To learn more about json schemas check out the [structured output docs](https://docs.inference.net/features/structured-outputs).

In [19]:
resp = client.chat.completions.create(
    model=MODEL,
    messages=[
        {"role": "system", "content": SYSTEM_MSG},
        {
            "role": "user",
            "content": [
                {"type": "text", "text": "Here are 5 keyframes from a YouTube video. Generate a single caption."},
                *[
                    {"type": "image_url", "image_url": {"url": uri}}
                    for uri in data_uris
                ]
            ],
        },
    ],
    response_format = {
        "type": "json_schema",
        "json_schema": {
            "name": "video_caption",
            "strict": True,
            "schema": {
                "type": "object",
                "properties": {
                    "caption": {
                        "type": "string",
                        "description": "A concise caption describing what's happening across all the video frames"
                    }
                },
                "required": ["caption"],
                "additionalProperties": False
            }
    }
}
)

# — OUTPUT RESULT —
print(json.dumps(resp.choices[0].message.content, indent=2))

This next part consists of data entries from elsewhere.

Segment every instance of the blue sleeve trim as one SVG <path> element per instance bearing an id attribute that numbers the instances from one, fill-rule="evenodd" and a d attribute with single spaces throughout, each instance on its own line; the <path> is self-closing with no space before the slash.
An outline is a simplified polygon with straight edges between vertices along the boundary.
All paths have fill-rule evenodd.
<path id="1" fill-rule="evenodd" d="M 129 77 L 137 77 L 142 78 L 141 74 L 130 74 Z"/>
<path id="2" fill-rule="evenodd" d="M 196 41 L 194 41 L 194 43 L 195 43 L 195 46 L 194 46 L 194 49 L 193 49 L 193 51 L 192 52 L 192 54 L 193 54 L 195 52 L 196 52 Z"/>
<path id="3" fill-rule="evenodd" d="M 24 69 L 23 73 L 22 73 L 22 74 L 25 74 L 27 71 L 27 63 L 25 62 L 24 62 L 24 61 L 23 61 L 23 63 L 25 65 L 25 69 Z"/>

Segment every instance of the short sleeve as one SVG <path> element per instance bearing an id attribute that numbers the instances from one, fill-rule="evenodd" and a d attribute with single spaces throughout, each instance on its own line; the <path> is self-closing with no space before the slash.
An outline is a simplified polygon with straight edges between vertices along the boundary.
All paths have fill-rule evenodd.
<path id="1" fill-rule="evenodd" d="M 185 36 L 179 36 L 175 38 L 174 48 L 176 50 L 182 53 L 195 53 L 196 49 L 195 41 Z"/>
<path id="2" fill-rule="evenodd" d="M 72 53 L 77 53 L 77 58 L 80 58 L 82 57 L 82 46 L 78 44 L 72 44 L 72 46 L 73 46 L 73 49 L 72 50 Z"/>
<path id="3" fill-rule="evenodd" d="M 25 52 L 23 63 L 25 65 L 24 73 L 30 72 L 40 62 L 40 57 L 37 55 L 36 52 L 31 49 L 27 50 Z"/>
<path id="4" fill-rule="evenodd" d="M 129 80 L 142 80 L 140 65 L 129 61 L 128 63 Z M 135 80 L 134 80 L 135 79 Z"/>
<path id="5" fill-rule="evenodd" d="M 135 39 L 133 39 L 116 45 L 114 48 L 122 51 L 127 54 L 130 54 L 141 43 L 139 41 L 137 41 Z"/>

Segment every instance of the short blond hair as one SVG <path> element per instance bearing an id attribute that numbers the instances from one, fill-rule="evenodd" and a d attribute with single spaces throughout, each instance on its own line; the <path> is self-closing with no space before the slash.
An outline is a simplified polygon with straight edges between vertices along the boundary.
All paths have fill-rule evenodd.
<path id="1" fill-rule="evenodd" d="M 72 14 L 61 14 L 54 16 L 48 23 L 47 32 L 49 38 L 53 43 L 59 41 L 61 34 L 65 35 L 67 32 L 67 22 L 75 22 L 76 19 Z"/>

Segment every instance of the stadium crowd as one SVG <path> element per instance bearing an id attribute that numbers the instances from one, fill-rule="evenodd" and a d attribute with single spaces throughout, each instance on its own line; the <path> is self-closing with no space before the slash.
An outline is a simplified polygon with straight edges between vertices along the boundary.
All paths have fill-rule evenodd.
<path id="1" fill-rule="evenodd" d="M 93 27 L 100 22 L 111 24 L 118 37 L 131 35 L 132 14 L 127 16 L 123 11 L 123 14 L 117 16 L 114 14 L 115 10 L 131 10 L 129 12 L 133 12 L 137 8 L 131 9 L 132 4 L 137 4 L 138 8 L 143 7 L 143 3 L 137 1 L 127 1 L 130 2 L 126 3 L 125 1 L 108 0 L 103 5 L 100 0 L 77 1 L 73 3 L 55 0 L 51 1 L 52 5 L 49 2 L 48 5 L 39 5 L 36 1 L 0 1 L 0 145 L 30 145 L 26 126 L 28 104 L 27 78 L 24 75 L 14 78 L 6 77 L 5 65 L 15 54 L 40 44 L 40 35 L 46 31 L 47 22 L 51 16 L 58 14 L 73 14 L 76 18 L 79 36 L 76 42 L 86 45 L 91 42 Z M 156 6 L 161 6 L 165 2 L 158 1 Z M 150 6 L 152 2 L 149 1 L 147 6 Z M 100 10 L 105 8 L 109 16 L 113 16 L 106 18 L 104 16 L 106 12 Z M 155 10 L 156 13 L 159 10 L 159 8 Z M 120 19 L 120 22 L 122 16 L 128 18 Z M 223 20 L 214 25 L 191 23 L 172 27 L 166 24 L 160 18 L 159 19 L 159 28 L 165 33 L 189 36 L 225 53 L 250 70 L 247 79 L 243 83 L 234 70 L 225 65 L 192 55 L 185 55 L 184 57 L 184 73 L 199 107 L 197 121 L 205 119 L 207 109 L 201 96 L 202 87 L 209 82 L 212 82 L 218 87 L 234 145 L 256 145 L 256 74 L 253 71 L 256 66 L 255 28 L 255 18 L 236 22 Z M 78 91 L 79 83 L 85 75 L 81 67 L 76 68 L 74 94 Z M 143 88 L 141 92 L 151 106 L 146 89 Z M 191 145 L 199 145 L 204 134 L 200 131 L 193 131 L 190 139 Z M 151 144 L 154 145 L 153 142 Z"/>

"{\"caption\": \"A couple experiences a date night at an amusement park with escalating costs, ultimately leading to a close moment between them.\"}"


Great! We got a good caption. Not as good as the one we would get with the full transcript, but still impressive, considering we passed only 5 images.

In production, we may want to fine-tune a model to do this task even more cheaply and effectively, depending on the scale!